Now that we have superpixels, we need to train the algorithm how to decide which of them should be merged and which not. The general approach we use was first described in this publication. Briefly, given the superpixels computed in the previous step, we now compute features on the edges of adjacent superpixels. These features include, for example, the summed intensity of the edge and the minimal and maximal intensity along it, as well as statisitics of the probability map and of the intensity inside the superpixels (“Select Features” button brings up a dialog which lets you choose features). After the features are computed, we predict – for every edge independently – if this edge should be dropped or preserved to achieve a correct segmentation. The “naive” way to proceed would be to then only take the edges which are classified as “to preserve” and use those as the final segmentation. This, however, would lead to an inconsistent segmentation with dangling edges inside the objects. Instead, we formulate a so-called multicut problem, where special constraints ensure no dangling edges are present and all segmented objects are closed surfaces, while following the classifier preferences for which edges to keep. This problem is NP-hard in general, but for highly structured graphs, such as our superpixel region adjacency graphs, it usually converges fairly fast. Besides, excellent approximate solvers exist and are also accessible through this applet.
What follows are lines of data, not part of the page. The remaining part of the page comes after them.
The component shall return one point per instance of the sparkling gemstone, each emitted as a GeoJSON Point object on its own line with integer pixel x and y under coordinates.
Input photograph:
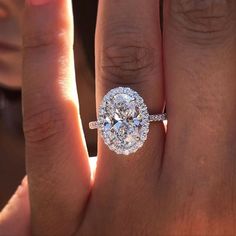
{"type": "Point", "coordinates": [123, 120]}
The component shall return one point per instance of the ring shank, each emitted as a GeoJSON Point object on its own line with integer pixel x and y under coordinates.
{"type": "Point", "coordinates": [152, 118]}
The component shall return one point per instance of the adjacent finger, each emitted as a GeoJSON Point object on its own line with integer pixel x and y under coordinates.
{"type": "Point", "coordinates": [129, 54]}
{"type": "Point", "coordinates": [15, 217]}
{"type": "Point", "coordinates": [56, 155]}
{"type": "Point", "coordinates": [200, 54]}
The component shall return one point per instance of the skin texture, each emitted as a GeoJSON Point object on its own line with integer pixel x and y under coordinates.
{"type": "Point", "coordinates": [12, 161]}
{"type": "Point", "coordinates": [181, 182]}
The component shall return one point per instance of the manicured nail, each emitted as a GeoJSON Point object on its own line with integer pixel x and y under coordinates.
{"type": "Point", "coordinates": [38, 2]}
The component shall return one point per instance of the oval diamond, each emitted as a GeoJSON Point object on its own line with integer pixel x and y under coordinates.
{"type": "Point", "coordinates": [123, 120]}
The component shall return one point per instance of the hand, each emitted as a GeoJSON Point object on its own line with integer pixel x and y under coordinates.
{"type": "Point", "coordinates": [181, 182]}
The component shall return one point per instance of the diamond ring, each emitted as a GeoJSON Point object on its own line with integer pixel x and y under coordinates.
{"type": "Point", "coordinates": [123, 120]}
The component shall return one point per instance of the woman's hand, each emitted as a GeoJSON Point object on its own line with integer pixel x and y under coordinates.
{"type": "Point", "coordinates": [181, 182]}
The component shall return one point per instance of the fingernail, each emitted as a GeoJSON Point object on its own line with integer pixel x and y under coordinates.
{"type": "Point", "coordinates": [38, 2]}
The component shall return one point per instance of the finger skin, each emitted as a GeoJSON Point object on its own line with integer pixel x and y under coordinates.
{"type": "Point", "coordinates": [56, 155]}
{"type": "Point", "coordinates": [128, 54]}
{"type": "Point", "coordinates": [200, 54]}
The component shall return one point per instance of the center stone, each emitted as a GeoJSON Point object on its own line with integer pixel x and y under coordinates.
{"type": "Point", "coordinates": [124, 121]}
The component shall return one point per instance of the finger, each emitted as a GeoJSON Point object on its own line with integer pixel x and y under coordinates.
{"type": "Point", "coordinates": [15, 217]}
{"type": "Point", "coordinates": [128, 54]}
{"type": "Point", "coordinates": [200, 53]}
{"type": "Point", "coordinates": [57, 161]}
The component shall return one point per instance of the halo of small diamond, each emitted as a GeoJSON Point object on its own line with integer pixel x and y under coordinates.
{"type": "Point", "coordinates": [123, 120]}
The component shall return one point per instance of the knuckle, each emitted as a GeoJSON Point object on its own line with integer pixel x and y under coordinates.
{"type": "Point", "coordinates": [203, 21]}
{"type": "Point", "coordinates": [127, 60]}
{"type": "Point", "coordinates": [43, 126]}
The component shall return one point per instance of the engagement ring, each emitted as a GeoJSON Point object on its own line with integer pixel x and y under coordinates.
{"type": "Point", "coordinates": [123, 120]}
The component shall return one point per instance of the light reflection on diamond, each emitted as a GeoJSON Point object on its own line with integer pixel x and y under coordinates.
{"type": "Point", "coordinates": [123, 120]}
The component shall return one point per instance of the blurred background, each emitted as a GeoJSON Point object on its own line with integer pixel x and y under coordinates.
{"type": "Point", "coordinates": [12, 166]}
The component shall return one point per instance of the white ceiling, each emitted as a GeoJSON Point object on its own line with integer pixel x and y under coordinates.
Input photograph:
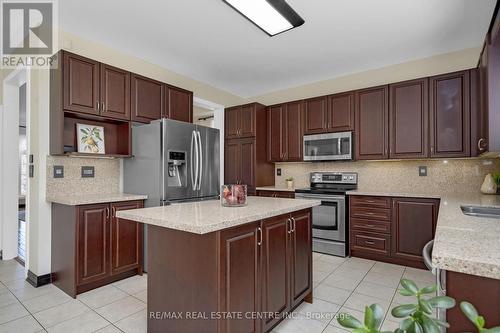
{"type": "Point", "coordinates": [208, 41]}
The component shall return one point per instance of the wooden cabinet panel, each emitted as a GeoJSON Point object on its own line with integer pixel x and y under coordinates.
{"type": "Point", "coordinates": [92, 243]}
{"type": "Point", "coordinates": [126, 239]}
{"type": "Point", "coordinates": [239, 280]}
{"type": "Point", "coordinates": [341, 112]}
{"type": "Point", "coordinates": [315, 115]}
{"type": "Point", "coordinates": [450, 115]}
{"type": "Point", "coordinates": [178, 104]}
{"type": "Point", "coordinates": [80, 84]}
{"type": "Point", "coordinates": [409, 114]}
{"type": "Point", "coordinates": [115, 92]}
{"type": "Point", "coordinates": [293, 132]}
{"type": "Point", "coordinates": [275, 149]}
{"type": "Point", "coordinates": [147, 99]}
{"type": "Point", "coordinates": [275, 268]}
{"type": "Point", "coordinates": [414, 225]}
{"type": "Point", "coordinates": [371, 115]}
{"type": "Point", "coordinates": [301, 256]}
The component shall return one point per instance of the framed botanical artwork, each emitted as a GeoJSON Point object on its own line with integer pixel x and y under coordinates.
{"type": "Point", "coordinates": [90, 139]}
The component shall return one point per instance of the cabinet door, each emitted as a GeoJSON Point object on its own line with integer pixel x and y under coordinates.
{"type": "Point", "coordinates": [409, 118]}
{"type": "Point", "coordinates": [232, 162]}
{"type": "Point", "coordinates": [372, 123]}
{"type": "Point", "coordinates": [80, 84]}
{"type": "Point", "coordinates": [126, 239]}
{"type": "Point", "coordinates": [147, 99]}
{"type": "Point", "coordinates": [275, 268]}
{"type": "Point", "coordinates": [315, 115]}
{"type": "Point", "coordinates": [301, 256]}
{"type": "Point", "coordinates": [92, 243]}
{"type": "Point", "coordinates": [414, 223]}
{"type": "Point", "coordinates": [450, 115]}
{"type": "Point", "coordinates": [247, 163]}
{"type": "Point", "coordinates": [239, 279]}
{"type": "Point", "coordinates": [247, 121]}
{"type": "Point", "coordinates": [293, 132]}
{"type": "Point", "coordinates": [232, 122]}
{"type": "Point", "coordinates": [341, 112]}
{"type": "Point", "coordinates": [115, 92]}
{"type": "Point", "coordinates": [275, 149]}
{"type": "Point", "coordinates": [178, 104]}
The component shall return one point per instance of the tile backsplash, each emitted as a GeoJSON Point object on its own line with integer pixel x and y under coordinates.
{"type": "Point", "coordinates": [106, 179]}
{"type": "Point", "coordinates": [443, 176]}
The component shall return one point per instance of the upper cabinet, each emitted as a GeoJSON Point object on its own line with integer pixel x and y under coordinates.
{"type": "Point", "coordinates": [450, 115]}
{"type": "Point", "coordinates": [147, 99]}
{"type": "Point", "coordinates": [408, 119]}
{"type": "Point", "coordinates": [372, 123]}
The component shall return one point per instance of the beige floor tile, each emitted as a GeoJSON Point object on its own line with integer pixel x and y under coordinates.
{"type": "Point", "coordinates": [86, 322]}
{"type": "Point", "coordinates": [331, 294]}
{"type": "Point", "coordinates": [46, 301]}
{"type": "Point", "coordinates": [60, 313]}
{"type": "Point", "coordinates": [136, 323]}
{"type": "Point", "coordinates": [12, 312]}
{"type": "Point", "coordinates": [102, 296]}
{"type": "Point", "coordinates": [121, 309]}
{"type": "Point", "coordinates": [26, 324]}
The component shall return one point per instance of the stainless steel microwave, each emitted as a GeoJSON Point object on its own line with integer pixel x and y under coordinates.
{"type": "Point", "coordinates": [328, 147]}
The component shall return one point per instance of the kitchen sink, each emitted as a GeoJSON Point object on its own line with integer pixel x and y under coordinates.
{"type": "Point", "coordinates": [481, 211]}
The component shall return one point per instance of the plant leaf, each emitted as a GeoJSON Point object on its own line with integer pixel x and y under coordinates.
{"type": "Point", "coordinates": [428, 290]}
{"type": "Point", "coordinates": [348, 321]}
{"type": "Point", "coordinates": [404, 310]}
{"type": "Point", "coordinates": [442, 302]}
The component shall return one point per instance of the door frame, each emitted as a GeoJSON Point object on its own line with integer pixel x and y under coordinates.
{"type": "Point", "coordinates": [9, 172]}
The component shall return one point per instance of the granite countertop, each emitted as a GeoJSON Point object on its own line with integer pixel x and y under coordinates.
{"type": "Point", "coordinates": [462, 243]}
{"type": "Point", "coordinates": [275, 188]}
{"type": "Point", "coordinates": [87, 199]}
{"type": "Point", "coordinates": [203, 217]}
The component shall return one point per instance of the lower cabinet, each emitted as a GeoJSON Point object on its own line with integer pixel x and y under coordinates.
{"type": "Point", "coordinates": [91, 247]}
{"type": "Point", "coordinates": [393, 230]}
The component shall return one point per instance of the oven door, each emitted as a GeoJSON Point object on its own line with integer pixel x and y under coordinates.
{"type": "Point", "coordinates": [327, 147]}
{"type": "Point", "coordinates": [328, 219]}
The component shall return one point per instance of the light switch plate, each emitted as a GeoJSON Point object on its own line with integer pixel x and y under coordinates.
{"type": "Point", "coordinates": [422, 171]}
{"type": "Point", "coordinates": [88, 172]}
{"type": "Point", "coordinates": [58, 171]}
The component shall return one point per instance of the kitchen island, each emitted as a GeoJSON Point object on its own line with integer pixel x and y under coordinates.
{"type": "Point", "coordinates": [219, 269]}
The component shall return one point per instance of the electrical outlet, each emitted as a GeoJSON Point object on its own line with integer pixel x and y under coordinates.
{"type": "Point", "coordinates": [422, 171]}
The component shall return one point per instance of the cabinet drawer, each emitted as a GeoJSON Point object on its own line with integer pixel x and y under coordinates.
{"type": "Point", "coordinates": [380, 202]}
{"type": "Point", "coordinates": [371, 213]}
{"type": "Point", "coordinates": [371, 242]}
{"type": "Point", "coordinates": [369, 225]}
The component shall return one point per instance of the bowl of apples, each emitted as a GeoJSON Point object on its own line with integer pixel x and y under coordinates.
{"type": "Point", "coordinates": [233, 195]}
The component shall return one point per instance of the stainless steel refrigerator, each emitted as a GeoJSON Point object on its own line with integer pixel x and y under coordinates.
{"type": "Point", "coordinates": [172, 162]}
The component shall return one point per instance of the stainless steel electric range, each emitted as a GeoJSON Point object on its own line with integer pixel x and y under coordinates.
{"type": "Point", "coordinates": [330, 232]}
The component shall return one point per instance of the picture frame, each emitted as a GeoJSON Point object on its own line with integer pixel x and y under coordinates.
{"type": "Point", "coordinates": [90, 139]}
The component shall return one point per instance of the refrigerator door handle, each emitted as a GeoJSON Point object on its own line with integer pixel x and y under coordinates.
{"type": "Point", "coordinates": [200, 159]}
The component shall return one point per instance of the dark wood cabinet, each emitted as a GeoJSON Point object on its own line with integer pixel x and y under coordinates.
{"type": "Point", "coordinates": [392, 230]}
{"type": "Point", "coordinates": [80, 84]}
{"type": "Point", "coordinates": [90, 247]}
{"type": "Point", "coordinates": [372, 123]}
{"type": "Point", "coordinates": [93, 243]}
{"type": "Point", "coordinates": [450, 115]}
{"type": "Point", "coordinates": [147, 99]}
{"type": "Point", "coordinates": [240, 259]}
{"type": "Point", "coordinates": [126, 239]}
{"type": "Point", "coordinates": [115, 92]}
{"type": "Point", "coordinates": [178, 104]}
{"type": "Point", "coordinates": [315, 115]}
{"type": "Point", "coordinates": [409, 119]}
{"type": "Point", "coordinates": [340, 116]}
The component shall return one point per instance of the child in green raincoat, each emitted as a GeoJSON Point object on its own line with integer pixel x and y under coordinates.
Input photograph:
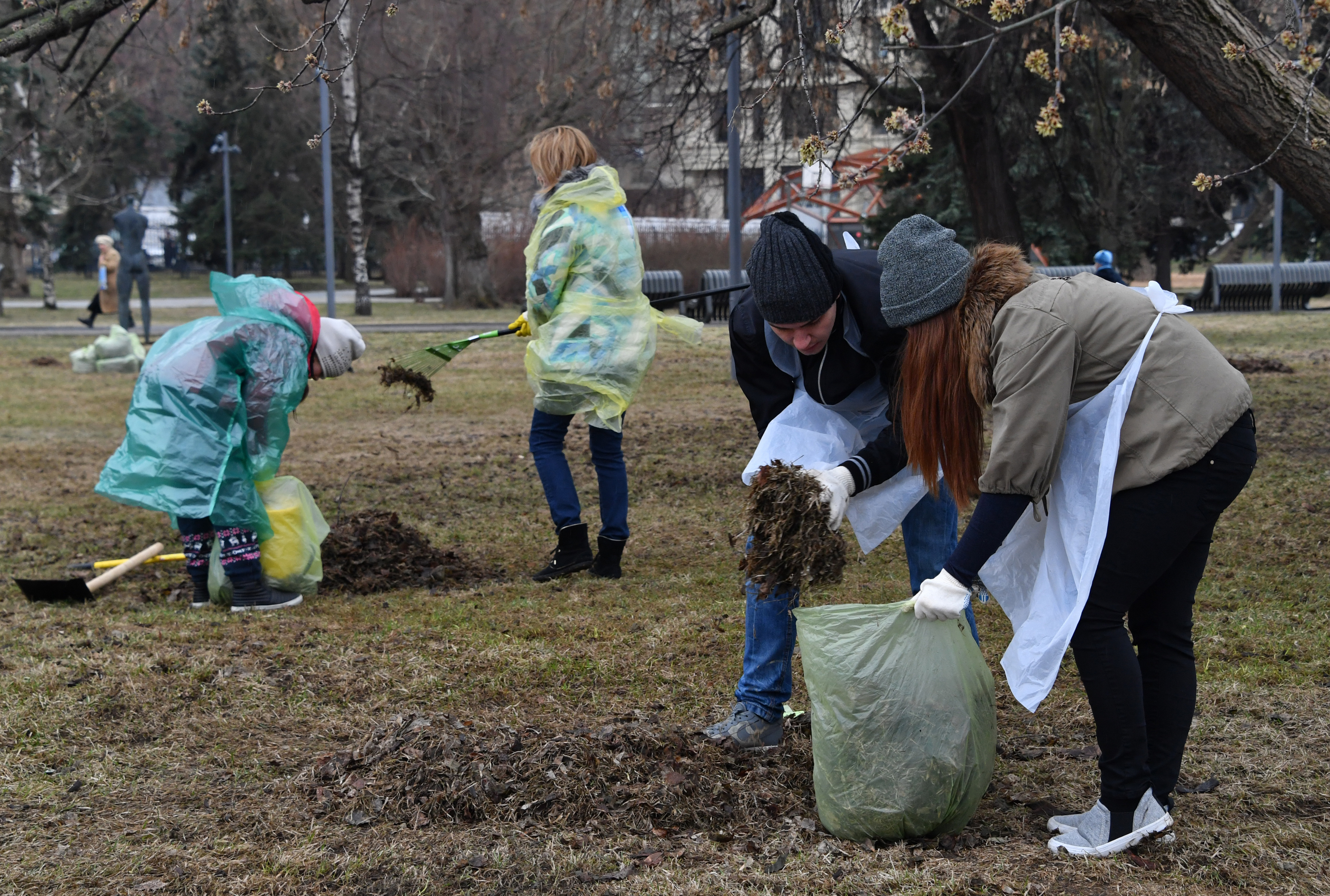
{"type": "Point", "coordinates": [594, 338]}
{"type": "Point", "coordinates": [208, 421]}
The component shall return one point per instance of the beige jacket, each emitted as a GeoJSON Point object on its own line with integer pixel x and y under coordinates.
{"type": "Point", "coordinates": [110, 298]}
{"type": "Point", "coordinates": [1063, 341]}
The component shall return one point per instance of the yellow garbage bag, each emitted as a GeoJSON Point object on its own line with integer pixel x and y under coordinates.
{"type": "Point", "coordinates": [292, 559]}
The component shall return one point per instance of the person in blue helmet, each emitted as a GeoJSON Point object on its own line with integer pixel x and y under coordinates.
{"type": "Point", "coordinates": [1104, 268]}
{"type": "Point", "coordinates": [209, 419]}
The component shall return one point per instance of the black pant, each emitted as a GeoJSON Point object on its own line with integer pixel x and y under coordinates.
{"type": "Point", "coordinates": [134, 269]}
{"type": "Point", "coordinates": [1155, 554]}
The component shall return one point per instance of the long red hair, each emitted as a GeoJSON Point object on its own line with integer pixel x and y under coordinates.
{"type": "Point", "coordinates": [945, 378]}
{"type": "Point", "coordinates": [943, 424]}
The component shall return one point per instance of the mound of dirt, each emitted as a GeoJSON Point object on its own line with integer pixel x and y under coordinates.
{"type": "Point", "coordinates": [374, 551]}
{"type": "Point", "coordinates": [1260, 365]}
{"type": "Point", "coordinates": [631, 770]}
{"type": "Point", "coordinates": [788, 524]}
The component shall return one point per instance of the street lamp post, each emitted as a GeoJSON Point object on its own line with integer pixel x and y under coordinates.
{"type": "Point", "coordinates": [326, 144]}
{"type": "Point", "coordinates": [1276, 274]}
{"type": "Point", "coordinates": [735, 195]}
{"type": "Point", "coordinates": [225, 147]}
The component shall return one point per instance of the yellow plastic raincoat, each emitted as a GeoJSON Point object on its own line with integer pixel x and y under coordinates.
{"type": "Point", "coordinates": [594, 333]}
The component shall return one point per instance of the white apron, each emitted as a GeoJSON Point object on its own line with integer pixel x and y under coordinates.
{"type": "Point", "coordinates": [1043, 572]}
{"type": "Point", "coordinates": [820, 437]}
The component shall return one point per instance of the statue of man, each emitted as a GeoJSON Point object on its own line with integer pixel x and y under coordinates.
{"type": "Point", "coordinates": [132, 225]}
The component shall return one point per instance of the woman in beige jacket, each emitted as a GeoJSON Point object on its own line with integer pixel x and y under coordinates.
{"type": "Point", "coordinates": [986, 332]}
{"type": "Point", "coordinates": [106, 300]}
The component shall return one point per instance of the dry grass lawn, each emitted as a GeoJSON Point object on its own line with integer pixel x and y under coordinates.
{"type": "Point", "coordinates": [145, 748]}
If you already have a groundtruth segmentation, you can load it in the “Input Data” applet and then it will be used here as labels if you click the “Auto-label” button. If not, you can label interactively, as described below.

You can do it in this applet by clicking on the edges between superpixels. Left click, making edge green, corresponds to edges which should be dropped and right click, making edges red, corresponds to true segmentation edges which should be preserved. The initial view is shown on the left, while on the right you can see the same image with some edges labeled. To label multiple edges in one sweep, brush across them with either mouse button pressed.

As usual in ilastik, pressing “Live Predict” will show you the edge probabilities and update them live as you click more edges (left figure). The right figure above shows the naive segmentation obtained by simply preserving all red edges. Now let’s apply the multicut and get a consistent segmentation.


Beta - this parameter controls the under- or over-segmentation preference. With lower beta, the algorithm merges more aggressively. The default of 0.5 should handle most common situations correctly. Solver - the final segmentation is the result of solving an integer linear program (ILP). The available solvers are listed in this dropdown menu, the exact entries depend on whether some outside libraries are installed on your machine. The Nifty_FmGreedy solver is the most basic of them and should be available in all ilastik installations. If you have CPLEX or Gurobi installed (see installation instructions for more details), you will see other solvers as well. Intersection-based approximate solvers have always worked very well for us in practice. The optimality gap is can not usually be noticed in the final results, but just in case we also provide an exact solver which solves the problem to global optimality.

On the left you see the results of multicut, edges of the final segmentation are shown in blue. On the right, you see another interesting view into the segmentation algorithm – in cyan we show the edges where the results of the multicut disagree with predictions of the edge classifier. If you press the “Live Multicut” button, segmentation will be recomputed every time the edge probabilities change following your labels. To only update occasionally, press the “Update Now” button.

Once you are happy with the segmentation, export it and/or use the classifier you trained in the Batch Processing applet or in headless mode.